Possible approaches:
- Use glGetProgramBinary to read back driver-specific linked programs. Could have a runtime disk cache in Qt (Quick), as already demonstrated on scenegraph-playground. This way the sources must still be shipped, and compilation happens on the first startup. ( + when driver / version string does not match anymore) Subsequent startups then just do a glProgramBinary and get the benefits.
- Some vendors provide host tools, like NVIDIA's glslc (proprietary, for embedded), which compile, link, and output glProgramBinary-suitable binaries.
- Other approaches don't really work (we cannot roll our own tool etc. due to (a) cross-compilation (b) the shader binaries being driver - and even driver version - specific.)
Cons:
- Batching uses shader rewriting therefore offline pre-compilation of shaders used by Qt Quick materials is not feasible.

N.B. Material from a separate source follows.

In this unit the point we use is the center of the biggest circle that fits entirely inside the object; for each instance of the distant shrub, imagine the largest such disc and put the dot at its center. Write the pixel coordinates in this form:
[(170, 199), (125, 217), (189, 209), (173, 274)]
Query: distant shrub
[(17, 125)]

- The OpenGL ShaderEffect's reflection is based on parsing shader sources. Offline pre-compiled shaders would require switching to GL program queries which are quite awful and pose various problems, like requiring a context.
Based on the above a runtime disk cache is the feasible solution, however:
- NVIDIA does shader caching on disk anyway, including on embedded.
- AMD too. WIP for Mesa? See https://www.phoronix.com/scan.php?page=news_item&px=Intel-Mesa-Shader-Cache-New
Might be wasted effort. Should benchmark first.